The club were recognised for their outstanding efforts at the All Party Parliamentary Rugby Union Group Premiership Rugby Community Awards in Westminster on Wednesday night.
They received the Play Award, in association with the All Party Parliamentary Rugby Union Group, which is designed to reward a programme or one-off piece of activity that encourages participation, improvement or excellence in the game of rugby union.
Bristol’s Eagle Project ticked all the boxes, helping to boost development in girls’ rugby by delivering a programme aimed specifically at Year 8, 9 and 10 girls in schools over the academic year.
Indeed such has been the success of the programme, 10 per cent of girls involved are now playing recreational rugby at clubs outside of school.

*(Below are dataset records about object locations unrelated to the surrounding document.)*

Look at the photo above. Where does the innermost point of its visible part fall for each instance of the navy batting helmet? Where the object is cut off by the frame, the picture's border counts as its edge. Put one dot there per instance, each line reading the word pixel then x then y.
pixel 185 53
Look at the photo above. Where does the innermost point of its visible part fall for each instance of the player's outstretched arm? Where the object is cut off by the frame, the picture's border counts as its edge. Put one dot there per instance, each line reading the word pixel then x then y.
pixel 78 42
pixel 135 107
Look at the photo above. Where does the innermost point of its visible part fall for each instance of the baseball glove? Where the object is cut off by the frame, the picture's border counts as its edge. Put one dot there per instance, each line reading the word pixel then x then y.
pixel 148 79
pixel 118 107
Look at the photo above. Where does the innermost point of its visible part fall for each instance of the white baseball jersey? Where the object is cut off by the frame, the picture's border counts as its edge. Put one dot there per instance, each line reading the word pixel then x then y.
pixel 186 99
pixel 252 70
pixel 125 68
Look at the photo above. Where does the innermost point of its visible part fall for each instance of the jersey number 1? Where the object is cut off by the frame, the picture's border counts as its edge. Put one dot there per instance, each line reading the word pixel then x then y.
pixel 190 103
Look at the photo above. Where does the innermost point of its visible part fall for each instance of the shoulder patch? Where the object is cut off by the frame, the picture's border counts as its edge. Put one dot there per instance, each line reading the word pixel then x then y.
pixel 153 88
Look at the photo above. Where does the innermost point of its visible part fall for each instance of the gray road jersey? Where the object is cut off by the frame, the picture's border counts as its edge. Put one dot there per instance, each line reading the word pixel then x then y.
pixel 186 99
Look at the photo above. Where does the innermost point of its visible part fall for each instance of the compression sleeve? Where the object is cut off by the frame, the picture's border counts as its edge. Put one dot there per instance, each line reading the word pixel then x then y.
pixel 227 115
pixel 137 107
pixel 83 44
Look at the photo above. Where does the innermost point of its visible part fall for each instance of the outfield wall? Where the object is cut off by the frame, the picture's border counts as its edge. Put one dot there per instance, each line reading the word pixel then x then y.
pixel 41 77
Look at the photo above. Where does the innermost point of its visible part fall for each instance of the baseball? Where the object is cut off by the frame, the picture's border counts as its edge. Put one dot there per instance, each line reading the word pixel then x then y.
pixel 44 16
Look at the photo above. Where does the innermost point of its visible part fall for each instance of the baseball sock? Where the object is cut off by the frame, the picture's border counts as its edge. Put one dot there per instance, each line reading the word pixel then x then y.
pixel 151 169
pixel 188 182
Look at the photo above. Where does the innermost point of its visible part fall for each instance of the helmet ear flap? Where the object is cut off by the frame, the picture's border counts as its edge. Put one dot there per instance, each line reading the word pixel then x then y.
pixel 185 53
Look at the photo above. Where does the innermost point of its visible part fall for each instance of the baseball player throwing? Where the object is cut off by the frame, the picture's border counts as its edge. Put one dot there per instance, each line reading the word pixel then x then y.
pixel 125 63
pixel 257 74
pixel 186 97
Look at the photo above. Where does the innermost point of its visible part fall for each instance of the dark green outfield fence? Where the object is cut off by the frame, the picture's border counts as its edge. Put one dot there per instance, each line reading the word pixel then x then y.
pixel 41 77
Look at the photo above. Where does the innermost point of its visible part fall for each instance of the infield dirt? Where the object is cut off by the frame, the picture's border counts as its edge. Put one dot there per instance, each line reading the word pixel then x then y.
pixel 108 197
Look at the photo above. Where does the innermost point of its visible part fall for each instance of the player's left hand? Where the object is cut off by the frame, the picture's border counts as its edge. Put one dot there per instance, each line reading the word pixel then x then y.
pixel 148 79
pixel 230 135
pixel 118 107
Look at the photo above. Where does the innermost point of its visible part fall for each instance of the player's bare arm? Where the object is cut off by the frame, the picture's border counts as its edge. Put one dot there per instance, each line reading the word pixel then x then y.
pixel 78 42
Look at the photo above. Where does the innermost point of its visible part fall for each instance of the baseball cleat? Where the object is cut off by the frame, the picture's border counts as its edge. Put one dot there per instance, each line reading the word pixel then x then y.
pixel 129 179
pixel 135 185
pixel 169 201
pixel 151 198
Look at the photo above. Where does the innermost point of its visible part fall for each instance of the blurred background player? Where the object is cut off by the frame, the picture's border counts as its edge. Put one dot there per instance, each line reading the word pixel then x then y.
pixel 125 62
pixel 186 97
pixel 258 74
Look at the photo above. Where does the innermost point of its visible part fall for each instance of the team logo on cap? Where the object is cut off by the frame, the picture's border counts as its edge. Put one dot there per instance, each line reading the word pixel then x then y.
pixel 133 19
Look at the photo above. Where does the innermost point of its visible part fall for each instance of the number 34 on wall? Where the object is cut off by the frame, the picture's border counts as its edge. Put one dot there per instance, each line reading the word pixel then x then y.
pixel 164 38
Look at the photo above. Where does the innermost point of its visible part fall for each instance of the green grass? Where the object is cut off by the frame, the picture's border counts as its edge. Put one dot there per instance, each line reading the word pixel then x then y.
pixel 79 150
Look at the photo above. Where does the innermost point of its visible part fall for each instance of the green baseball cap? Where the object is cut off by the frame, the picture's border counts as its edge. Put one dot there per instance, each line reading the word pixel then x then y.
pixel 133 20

Harlequins hooker Dave Ward and The Secretary of State for Culture, Media and Sport John Whittingdale MP were on hand to present the award and Breeze admitted it was all the more pleasing to be recognised by Premiership Rugby.
“The most gratifying thing about receiving the award is that Bristol Rugby are outside the Premiership,” Breeze said.
“And the work that we do holds such weight within Premiership circles, that it’s such an honour to be included for this award, alongside the great work done by all the Premiership coaches surrounding HITZ and BAME (Black, Asian and Minority Ethnic) communities.
“It’s needs-driven. In Bristol there are 56 partner clubs but only seven of those clubs have girls rugby sections.
“So we reacted to a need that was given to us by the partner clubs, and the success of the programme is down to non-sporty girls, many from BAME backgrounds. who are given something different.
“They want something structured, fun and engaging and we’re so pleased that it’s had this kind of response.”
The programme’s success is all the more impressive considering the project is entirely self-funded by Bristol – and according to Breeze, that’s not going to hold back further growth.
“We received no guaranteed money at all, myself and community coach Geraint (Lewis) rode 120 miles along with 425 other people on a big scale fundraiser last weekend to raise funds for the Eagle Project,” added Breeze.
“We believe in it so strongly, that all our residual funding goes towards this programme.
“In the future we’re looking for funding bids, expansion and growth – they’re our three big areas to target and partner clubs are queuing up to link the school work we do with them. All we need is the funding to grow the programme."